Produção crescente de gás vai garantir aumento de GLP no país

18/08/2011 | 17h41

Os altos investimentos da Petrobras em exploração e produção (E&P), em especial nas refinarias, no Comperj e no pré-sal, vão aumentar significativamente a produção de gás, o que garantirá uma maior oferta do GLP no país.
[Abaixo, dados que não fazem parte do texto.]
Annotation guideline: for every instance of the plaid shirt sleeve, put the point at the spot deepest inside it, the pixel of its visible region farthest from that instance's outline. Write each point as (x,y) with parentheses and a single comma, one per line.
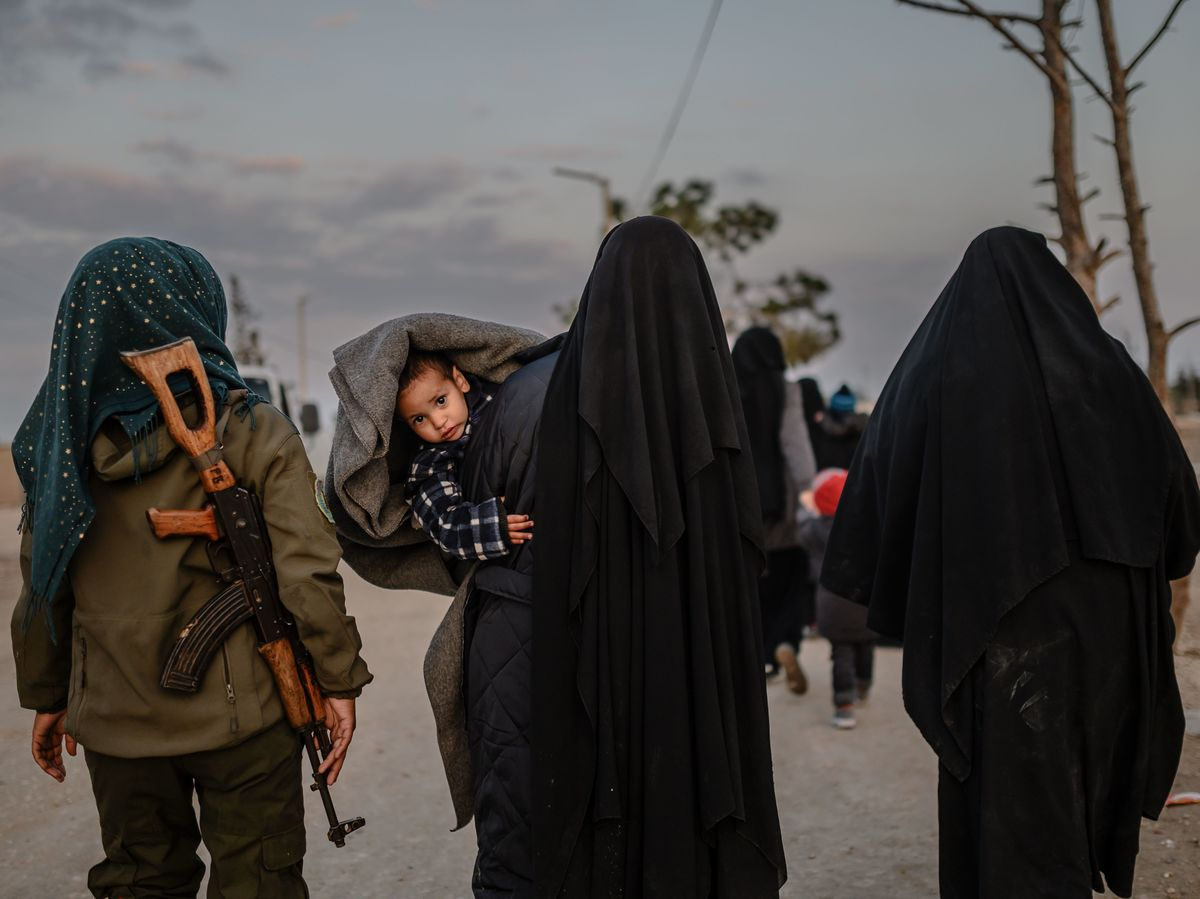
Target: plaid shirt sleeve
(467,531)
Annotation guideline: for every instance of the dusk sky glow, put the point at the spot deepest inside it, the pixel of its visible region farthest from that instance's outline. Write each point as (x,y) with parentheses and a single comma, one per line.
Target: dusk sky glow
(394,157)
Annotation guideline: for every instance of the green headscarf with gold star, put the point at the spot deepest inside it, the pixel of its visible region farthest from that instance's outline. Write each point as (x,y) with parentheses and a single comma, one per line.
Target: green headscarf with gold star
(131,293)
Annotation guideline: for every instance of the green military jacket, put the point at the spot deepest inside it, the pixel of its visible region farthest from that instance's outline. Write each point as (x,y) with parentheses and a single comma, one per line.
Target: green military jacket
(127,594)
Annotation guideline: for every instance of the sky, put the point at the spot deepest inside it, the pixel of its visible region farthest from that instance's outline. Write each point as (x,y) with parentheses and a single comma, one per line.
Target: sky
(391,156)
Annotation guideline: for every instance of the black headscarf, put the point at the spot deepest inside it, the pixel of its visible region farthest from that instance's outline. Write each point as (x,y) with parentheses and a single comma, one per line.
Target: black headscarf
(952,515)
(759,364)
(652,755)
(814,403)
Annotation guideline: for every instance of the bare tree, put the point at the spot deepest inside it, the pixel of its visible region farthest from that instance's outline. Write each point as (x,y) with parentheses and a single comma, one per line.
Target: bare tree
(245,345)
(1158,336)
(1084,258)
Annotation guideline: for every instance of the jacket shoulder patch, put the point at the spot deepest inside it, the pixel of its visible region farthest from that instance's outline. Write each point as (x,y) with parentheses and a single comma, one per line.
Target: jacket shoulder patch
(319,496)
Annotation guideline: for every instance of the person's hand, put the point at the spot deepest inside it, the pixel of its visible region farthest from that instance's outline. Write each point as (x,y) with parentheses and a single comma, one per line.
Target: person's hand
(520,528)
(48,735)
(340,721)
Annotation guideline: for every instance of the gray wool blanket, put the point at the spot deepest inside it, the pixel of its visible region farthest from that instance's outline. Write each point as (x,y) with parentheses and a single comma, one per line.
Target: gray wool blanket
(365,490)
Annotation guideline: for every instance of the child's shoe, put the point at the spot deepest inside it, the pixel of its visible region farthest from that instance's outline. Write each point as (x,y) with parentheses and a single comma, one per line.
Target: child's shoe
(844,718)
(785,654)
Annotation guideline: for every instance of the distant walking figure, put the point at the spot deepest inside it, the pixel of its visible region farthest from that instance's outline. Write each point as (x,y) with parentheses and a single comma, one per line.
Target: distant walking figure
(784,465)
(1015,513)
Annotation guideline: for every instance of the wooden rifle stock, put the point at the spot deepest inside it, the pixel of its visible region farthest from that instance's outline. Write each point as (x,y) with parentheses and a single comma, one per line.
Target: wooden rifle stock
(154,366)
(298,687)
(184,522)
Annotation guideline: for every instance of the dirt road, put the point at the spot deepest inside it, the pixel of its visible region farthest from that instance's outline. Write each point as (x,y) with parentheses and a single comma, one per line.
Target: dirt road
(858,807)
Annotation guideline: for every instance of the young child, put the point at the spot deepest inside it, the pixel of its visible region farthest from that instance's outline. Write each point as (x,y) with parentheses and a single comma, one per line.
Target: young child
(436,400)
(840,621)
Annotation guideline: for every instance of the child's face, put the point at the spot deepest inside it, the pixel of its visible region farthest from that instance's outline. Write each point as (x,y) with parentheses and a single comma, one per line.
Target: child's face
(435,406)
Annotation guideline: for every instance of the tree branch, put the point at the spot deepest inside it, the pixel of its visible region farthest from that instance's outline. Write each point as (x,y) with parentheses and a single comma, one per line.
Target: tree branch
(1182,327)
(1156,39)
(1083,73)
(967,13)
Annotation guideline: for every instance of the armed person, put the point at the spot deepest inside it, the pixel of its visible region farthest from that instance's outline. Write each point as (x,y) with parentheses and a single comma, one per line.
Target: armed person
(97,628)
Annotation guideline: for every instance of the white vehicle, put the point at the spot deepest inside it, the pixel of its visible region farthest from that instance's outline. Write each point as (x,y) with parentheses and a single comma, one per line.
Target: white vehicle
(265,382)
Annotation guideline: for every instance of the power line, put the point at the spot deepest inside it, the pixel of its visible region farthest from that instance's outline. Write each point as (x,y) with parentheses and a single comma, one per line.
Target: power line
(677,113)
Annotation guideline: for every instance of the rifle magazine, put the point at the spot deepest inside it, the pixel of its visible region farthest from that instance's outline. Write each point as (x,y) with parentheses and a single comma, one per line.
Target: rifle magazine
(199,640)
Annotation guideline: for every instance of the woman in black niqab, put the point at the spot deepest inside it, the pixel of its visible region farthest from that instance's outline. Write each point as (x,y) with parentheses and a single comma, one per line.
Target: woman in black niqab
(652,754)
(1015,511)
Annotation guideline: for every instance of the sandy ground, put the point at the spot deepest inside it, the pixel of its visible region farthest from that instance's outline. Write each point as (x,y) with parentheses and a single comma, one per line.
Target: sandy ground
(858,808)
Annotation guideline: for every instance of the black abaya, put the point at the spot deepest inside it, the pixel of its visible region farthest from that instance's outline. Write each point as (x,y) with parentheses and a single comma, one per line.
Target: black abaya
(652,755)
(1020,498)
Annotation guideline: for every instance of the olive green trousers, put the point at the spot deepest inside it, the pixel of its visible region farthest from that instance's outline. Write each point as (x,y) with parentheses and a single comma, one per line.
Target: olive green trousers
(251,821)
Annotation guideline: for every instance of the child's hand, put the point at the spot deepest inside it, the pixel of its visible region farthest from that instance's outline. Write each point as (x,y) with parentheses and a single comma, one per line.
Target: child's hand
(520,528)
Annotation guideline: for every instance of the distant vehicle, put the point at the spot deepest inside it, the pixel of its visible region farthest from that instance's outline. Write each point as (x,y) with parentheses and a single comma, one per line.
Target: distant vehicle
(265,382)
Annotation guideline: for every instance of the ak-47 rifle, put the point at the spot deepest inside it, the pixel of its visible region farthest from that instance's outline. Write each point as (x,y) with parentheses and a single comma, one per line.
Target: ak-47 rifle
(233,525)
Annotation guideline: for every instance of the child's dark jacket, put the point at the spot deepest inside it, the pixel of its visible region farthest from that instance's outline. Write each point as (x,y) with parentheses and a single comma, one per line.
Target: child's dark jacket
(839,619)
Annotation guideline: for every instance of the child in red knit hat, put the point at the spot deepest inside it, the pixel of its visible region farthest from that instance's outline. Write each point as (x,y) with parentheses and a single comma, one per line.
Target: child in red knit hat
(840,621)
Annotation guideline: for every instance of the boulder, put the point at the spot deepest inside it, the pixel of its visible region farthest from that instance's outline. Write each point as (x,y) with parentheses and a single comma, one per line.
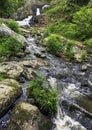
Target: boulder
(6,31)
(28,117)
(10,90)
(11,69)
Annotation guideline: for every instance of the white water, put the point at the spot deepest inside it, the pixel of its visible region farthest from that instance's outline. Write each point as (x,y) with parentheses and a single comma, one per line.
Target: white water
(64,122)
(25,22)
(38,11)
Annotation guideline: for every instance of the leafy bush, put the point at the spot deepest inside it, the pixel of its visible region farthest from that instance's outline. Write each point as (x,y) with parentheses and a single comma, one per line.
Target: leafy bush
(21,2)
(8,7)
(88,43)
(62,10)
(54,44)
(44,98)
(69,49)
(84,55)
(3,76)
(83,21)
(13,25)
(9,46)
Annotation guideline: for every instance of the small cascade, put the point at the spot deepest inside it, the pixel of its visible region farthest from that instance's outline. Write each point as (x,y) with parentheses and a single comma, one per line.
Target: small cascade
(64,122)
(37,11)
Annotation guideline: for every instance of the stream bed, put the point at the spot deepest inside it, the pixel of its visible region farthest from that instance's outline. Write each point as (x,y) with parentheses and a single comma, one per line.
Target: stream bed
(74,84)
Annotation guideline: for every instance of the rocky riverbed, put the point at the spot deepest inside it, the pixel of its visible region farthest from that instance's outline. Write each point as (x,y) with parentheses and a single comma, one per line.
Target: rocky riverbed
(74,84)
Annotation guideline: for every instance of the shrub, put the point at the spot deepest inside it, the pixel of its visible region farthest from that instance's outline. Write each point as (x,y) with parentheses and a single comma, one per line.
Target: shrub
(83,55)
(83,20)
(88,43)
(46,33)
(13,25)
(8,7)
(9,46)
(3,76)
(69,49)
(44,98)
(54,44)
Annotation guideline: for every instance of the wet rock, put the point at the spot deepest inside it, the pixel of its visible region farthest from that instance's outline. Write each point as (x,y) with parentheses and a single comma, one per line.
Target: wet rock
(84,67)
(77,99)
(11,69)
(30,63)
(34,63)
(52,82)
(40,55)
(6,31)
(10,90)
(28,117)
(90,80)
(29,74)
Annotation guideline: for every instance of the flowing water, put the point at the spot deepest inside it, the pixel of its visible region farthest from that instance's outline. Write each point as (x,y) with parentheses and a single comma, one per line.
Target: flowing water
(74,106)
(74,85)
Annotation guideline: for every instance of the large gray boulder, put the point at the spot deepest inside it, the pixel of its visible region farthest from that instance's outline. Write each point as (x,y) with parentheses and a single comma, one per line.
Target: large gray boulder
(10,90)
(28,117)
(6,31)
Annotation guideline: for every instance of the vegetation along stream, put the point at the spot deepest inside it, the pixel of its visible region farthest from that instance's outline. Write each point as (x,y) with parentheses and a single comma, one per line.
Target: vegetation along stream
(53,71)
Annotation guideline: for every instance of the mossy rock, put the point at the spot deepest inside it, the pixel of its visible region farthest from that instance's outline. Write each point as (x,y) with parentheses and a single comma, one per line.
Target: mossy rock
(10,90)
(28,117)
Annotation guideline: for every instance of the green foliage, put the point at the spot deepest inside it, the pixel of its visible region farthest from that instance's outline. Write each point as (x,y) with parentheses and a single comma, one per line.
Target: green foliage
(8,7)
(79,29)
(44,98)
(88,43)
(13,25)
(46,33)
(69,49)
(84,55)
(3,76)
(21,2)
(62,10)
(9,46)
(83,21)
(54,44)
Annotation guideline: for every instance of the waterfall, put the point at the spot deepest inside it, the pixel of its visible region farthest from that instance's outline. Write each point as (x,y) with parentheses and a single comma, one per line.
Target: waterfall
(25,22)
(63,121)
(38,11)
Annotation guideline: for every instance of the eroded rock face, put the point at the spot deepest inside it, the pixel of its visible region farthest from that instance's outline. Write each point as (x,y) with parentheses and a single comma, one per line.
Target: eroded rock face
(10,90)
(28,117)
(11,69)
(5,31)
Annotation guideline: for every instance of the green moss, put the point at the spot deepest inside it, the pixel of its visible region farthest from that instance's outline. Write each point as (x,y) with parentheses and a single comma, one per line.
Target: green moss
(44,98)
(3,76)
(13,25)
(54,44)
(9,46)
(20,114)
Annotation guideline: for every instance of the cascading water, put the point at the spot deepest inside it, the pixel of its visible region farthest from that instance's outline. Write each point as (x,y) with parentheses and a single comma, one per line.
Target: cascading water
(71,113)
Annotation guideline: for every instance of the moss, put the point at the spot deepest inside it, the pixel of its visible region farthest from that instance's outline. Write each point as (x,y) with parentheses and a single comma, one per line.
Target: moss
(45,99)
(9,46)
(3,76)
(20,114)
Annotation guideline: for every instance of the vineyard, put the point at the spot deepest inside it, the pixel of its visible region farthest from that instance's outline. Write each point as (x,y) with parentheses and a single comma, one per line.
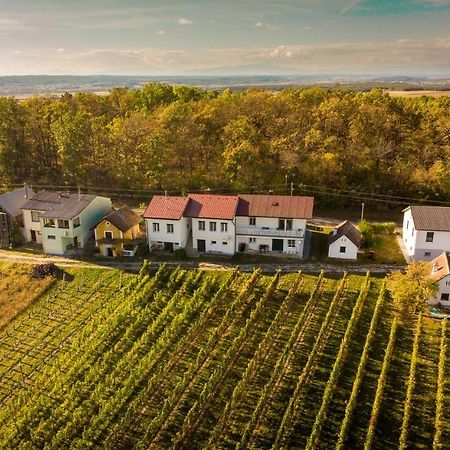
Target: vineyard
(191,359)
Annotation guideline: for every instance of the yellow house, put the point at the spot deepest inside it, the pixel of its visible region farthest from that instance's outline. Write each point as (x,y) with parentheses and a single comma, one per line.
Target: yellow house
(117,233)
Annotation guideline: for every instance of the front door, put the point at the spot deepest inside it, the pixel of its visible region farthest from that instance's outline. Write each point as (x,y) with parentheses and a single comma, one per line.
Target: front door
(277,245)
(201,245)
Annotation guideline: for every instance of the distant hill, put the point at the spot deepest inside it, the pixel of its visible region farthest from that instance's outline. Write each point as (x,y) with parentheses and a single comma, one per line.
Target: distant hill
(24,86)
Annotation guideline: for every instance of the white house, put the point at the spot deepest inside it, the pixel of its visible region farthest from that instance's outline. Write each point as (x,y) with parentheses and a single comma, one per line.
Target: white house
(275,223)
(213,222)
(440,273)
(344,241)
(10,204)
(62,220)
(167,226)
(426,231)
(226,224)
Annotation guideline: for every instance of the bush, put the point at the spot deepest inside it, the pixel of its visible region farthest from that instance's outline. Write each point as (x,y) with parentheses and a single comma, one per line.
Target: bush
(45,270)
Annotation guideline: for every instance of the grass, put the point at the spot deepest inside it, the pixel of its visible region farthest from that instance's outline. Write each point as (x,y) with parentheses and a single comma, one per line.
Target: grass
(385,246)
(18,290)
(115,361)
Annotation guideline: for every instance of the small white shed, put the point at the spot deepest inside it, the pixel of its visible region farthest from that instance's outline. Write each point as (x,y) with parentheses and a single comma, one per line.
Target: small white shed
(344,241)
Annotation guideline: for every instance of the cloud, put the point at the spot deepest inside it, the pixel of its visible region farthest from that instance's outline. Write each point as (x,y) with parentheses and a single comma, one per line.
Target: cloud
(397,56)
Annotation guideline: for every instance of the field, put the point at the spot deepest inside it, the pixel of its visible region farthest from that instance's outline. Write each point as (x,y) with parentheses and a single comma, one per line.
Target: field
(203,359)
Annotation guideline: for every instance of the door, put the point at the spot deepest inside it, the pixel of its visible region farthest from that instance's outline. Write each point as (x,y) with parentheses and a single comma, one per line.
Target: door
(201,245)
(277,245)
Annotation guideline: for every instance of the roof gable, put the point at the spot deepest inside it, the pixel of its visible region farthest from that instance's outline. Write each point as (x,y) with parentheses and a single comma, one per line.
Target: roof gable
(209,206)
(430,218)
(347,229)
(166,207)
(11,202)
(57,205)
(286,206)
(123,219)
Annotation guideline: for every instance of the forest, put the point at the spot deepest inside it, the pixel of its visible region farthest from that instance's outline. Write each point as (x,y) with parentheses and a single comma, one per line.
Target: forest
(180,138)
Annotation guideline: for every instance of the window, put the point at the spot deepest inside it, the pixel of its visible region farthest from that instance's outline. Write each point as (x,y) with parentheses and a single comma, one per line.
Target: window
(63,224)
(49,223)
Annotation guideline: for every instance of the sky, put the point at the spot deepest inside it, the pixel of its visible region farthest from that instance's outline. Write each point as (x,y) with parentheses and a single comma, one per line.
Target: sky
(193,37)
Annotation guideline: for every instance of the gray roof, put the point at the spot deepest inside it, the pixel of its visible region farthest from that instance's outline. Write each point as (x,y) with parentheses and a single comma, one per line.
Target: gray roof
(11,202)
(347,229)
(431,218)
(59,205)
(124,218)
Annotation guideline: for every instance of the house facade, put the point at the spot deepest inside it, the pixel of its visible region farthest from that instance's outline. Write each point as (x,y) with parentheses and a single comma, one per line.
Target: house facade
(426,231)
(272,223)
(10,206)
(227,224)
(167,227)
(213,223)
(344,241)
(62,220)
(117,233)
(439,270)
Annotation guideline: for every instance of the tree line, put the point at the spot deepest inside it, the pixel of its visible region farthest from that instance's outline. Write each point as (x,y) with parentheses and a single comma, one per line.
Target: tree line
(181,138)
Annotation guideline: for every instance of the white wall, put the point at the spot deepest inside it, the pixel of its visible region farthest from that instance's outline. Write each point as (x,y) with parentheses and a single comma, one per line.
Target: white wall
(415,241)
(225,241)
(89,217)
(268,240)
(29,225)
(181,229)
(443,288)
(351,250)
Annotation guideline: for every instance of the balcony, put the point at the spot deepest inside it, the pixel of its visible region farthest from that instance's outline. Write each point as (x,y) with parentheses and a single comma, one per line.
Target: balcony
(270,232)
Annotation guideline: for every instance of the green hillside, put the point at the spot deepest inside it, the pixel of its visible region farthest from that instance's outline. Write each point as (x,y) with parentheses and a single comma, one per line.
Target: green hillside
(203,359)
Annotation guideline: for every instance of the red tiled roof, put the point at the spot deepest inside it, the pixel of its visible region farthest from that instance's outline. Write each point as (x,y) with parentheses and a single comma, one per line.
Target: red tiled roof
(295,207)
(212,206)
(165,207)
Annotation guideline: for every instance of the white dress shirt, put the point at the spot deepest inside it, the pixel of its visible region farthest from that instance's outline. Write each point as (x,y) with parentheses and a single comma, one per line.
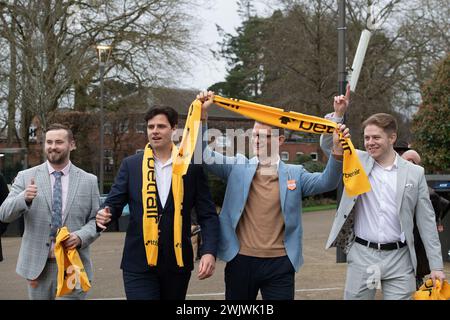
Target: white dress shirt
(163,179)
(65,189)
(64,184)
(376,218)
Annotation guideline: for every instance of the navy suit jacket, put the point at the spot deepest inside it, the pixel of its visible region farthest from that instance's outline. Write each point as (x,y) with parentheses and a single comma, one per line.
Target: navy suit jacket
(127,188)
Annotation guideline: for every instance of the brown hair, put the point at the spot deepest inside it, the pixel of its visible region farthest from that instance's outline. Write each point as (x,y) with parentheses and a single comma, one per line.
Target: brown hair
(383,120)
(59,126)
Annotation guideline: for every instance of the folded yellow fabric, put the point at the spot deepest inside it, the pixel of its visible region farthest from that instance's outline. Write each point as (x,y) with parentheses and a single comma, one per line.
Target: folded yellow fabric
(71,271)
(355,178)
(427,292)
(181,158)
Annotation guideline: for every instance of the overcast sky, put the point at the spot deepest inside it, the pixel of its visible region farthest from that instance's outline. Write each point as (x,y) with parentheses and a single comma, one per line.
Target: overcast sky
(208,71)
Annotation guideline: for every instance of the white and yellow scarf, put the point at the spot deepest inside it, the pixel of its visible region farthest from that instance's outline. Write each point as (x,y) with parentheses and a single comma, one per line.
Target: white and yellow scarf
(181,158)
(355,178)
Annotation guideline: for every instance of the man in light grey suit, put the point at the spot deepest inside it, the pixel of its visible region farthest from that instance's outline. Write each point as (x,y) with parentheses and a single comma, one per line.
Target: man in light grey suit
(49,196)
(375,229)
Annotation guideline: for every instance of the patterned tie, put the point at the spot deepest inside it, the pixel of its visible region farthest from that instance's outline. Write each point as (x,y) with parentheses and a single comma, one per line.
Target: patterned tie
(57,204)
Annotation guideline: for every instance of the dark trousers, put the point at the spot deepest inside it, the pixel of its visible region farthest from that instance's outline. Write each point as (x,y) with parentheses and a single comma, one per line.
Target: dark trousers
(152,285)
(245,276)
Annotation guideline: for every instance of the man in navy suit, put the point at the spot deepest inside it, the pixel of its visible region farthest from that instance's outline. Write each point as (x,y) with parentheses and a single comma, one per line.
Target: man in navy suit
(166,280)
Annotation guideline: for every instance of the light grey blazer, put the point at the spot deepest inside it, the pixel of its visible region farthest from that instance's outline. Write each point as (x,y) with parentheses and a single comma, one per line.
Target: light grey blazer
(79,216)
(413,200)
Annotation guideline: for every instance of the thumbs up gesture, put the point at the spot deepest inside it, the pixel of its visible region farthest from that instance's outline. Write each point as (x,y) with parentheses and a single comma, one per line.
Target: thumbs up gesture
(30,192)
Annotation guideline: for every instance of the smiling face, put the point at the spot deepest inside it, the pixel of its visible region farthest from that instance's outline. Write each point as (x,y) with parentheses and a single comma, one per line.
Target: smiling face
(378,143)
(265,141)
(159,132)
(58,147)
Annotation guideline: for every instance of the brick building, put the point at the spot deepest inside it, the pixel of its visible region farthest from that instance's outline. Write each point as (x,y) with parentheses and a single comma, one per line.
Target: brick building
(125,133)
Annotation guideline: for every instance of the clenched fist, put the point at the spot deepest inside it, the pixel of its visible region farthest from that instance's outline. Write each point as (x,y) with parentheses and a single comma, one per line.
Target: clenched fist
(30,192)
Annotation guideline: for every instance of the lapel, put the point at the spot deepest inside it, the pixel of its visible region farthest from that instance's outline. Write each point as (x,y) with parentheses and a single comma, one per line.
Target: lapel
(367,163)
(402,173)
(44,184)
(74,179)
(282,180)
(253,165)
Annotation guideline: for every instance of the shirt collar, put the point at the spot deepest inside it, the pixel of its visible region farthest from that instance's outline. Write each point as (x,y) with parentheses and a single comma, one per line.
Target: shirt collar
(391,167)
(162,165)
(65,171)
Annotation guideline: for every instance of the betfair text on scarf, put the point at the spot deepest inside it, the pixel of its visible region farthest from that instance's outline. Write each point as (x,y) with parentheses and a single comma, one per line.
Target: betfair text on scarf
(236,310)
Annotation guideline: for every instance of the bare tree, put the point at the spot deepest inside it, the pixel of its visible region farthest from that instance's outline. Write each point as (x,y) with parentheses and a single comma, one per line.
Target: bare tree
(55,46)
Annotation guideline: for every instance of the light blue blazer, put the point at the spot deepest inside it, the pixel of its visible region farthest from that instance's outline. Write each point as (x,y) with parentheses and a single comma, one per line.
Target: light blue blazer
(238,172)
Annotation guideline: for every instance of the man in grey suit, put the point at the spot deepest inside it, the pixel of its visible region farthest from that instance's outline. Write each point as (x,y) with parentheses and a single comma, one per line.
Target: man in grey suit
(375,229)
(49,196)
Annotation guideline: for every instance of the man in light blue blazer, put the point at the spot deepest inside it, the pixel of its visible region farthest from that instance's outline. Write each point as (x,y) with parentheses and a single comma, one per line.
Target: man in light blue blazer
(260,220)
(49,196)
(375,229)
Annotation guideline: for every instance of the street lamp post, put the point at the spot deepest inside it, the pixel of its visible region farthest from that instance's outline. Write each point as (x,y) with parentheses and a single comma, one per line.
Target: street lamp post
(103,53)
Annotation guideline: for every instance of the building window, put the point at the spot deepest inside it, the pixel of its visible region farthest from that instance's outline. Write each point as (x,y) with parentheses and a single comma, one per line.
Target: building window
(123,126)
(107,128)
(108,160)
(140,127)
(32,136)
(223,141)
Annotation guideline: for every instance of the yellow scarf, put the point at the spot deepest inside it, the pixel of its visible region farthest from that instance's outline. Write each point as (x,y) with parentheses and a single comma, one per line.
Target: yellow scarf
(355,178)
(181,158)
(70,267)
(427,292)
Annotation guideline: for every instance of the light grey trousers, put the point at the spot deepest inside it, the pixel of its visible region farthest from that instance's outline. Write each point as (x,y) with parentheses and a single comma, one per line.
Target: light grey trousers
(371,269)
(47,285)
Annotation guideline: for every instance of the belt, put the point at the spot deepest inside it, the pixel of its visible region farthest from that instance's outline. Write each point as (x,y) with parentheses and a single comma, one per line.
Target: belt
(381,246)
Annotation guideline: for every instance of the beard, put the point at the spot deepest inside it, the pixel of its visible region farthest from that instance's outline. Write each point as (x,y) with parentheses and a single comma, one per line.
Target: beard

A estimativa foi feita hoje, em Brasília, pelo gerente geral de produções especiais da Petrobras, Carlos Roberto Martins Barbosa, durante o 2º Enagás.

 

Segundo o executivo os investimentos da estatal vão ajudar a corrigir alguns desequilíbrios e trazer boas perspectivas para o setor de GLP. Barbosa indicou que com o crescimento da produção de petróleo o país ficará menos dependente de importações e deve estar daqui há uns 3 ou 5 anos, no máximo, equilibrados em relação ao GLP. "Não vamos mais ser dependentes dele", apontou entusiasmado.

 

"Há muitos anos o setor não vê investimentos tão fortes, tanto na parte de downstream, que vai aumentar a oferta notamente no Nordeste, quanto na parte de upstream, com as novas produções", disse.

 

Barbosa explica que a produção de GLP da companhia é basicamente de duas fontes: oriundo das refinarias, onde processa-se o petróleo e tira-se o GLP; e dos poços de petróleo que produzem petróleo e gás associado que vão para as Unidades de Processamento de Gás Natural (UPGN), que também produz GLP.

 

"Temos duas grandes frentes de oferta de produto no curto, médio e longo prazo: a Refinaria Abreu e Lima (RNEST) e as refinarias Premium (no Ceará e no Maranhão), que vão produzir GLP e o Complexo Petroquímico do Rio de Janeiro (Comperj), que no primeiro momento vai produzir muito GLP. Além disso, nós temos as novas produções do pré-sal que também farão com que tenhamos que implantar UPGNs", aponta.

 

De acordo com ele, tudo isso trará uma maior oferta de produto ao país, reduzindo os desequilíbrios regionais do produto onde o Nordeste é carente e o Sudeste tem a maior produção.

 

"O potencial de crescimento de GLP é muito grande porque em determinadas situações ele é mais barato que o diesel, sem contar as vantagens ambientais. Ao contrário do que muitos pensam, temos um potencial enorme para o GLP no país. Vamos ter produção, menos custos, mais confiabilidade porque vamos depender menos de importações", finalizou o gerente da Petrobras.